April 13 (HealthDay News) -- A specialized ultrasound scan is helping more children with sickle cell disease avoid strokes, but that good news is tempered by the limited access most children with the disease have to labs offering this screening, a new report notes.
People with sickle cell disease, an incurable disorder of the red blood cells, run an increased risk of stroke. About 10 percent of children with the disease have a stroke before turning 21.
Since 1998, six times as many children with sickle cell disease now receive transcranial Doppler ultrasound (TCD) screening -- a test which a study at the time found could identify those at high risk of a stroke. When identified, these children would then get blood transfusions, which cut their stroke odds by more than 90 percent. As a result, the annual stroke rate of children with the disease has been cut by more than half in the past decade.
However, the researchers, who followed 157 sickle cell patients in northern California, found that the farther away a child lived from a lab offering TCD screening, the less likely he or she was to have had one done.
The American Academy of Neurology, which published the latest study in its April 14 issue of Neurology, recommends TCD screening for these children starting at age 2.

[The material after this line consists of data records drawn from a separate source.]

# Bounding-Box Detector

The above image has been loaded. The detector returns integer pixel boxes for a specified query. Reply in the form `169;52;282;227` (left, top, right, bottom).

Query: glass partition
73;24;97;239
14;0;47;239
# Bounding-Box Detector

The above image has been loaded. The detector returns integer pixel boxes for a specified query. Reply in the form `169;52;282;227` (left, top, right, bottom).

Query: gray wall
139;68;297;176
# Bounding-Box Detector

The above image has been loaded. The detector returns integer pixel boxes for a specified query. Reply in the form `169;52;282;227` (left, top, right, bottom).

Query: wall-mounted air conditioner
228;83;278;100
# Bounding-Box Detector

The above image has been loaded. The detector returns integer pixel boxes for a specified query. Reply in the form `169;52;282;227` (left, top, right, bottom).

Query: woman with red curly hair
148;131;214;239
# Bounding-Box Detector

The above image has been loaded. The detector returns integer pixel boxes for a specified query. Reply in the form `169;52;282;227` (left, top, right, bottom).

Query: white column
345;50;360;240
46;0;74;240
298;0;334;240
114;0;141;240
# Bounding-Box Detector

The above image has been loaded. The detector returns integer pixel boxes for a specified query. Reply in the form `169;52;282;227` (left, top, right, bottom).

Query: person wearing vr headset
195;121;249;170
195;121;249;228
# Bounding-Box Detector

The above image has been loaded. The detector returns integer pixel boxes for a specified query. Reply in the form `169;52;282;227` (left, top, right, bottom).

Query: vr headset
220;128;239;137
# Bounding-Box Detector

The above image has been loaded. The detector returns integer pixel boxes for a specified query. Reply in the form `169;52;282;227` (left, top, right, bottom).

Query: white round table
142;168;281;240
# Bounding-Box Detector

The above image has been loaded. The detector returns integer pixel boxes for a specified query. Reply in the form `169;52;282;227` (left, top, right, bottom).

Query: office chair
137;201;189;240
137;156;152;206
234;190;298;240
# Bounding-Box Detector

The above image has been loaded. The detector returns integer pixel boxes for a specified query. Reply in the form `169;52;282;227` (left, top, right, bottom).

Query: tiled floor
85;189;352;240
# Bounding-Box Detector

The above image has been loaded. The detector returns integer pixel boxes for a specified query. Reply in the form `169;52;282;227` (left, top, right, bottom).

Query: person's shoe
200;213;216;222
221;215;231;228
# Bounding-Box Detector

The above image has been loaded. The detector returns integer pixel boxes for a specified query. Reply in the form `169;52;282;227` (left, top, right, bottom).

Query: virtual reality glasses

"Stroke in children with sickle cell disease should be a largely preventable disease, however, not all children at risk are getting screened," Dr. Heather J. Fullerton, with the University of California, San Francisco, said in a news release issued by the academy. "Limited access to labs that perform TCD screening, even among kids with comprehensive health insurance, appears to be a barrier to helping these kids reduce their high risk of stroke. Increased availability of these screening labs may help prevent stroke in these high-risk children."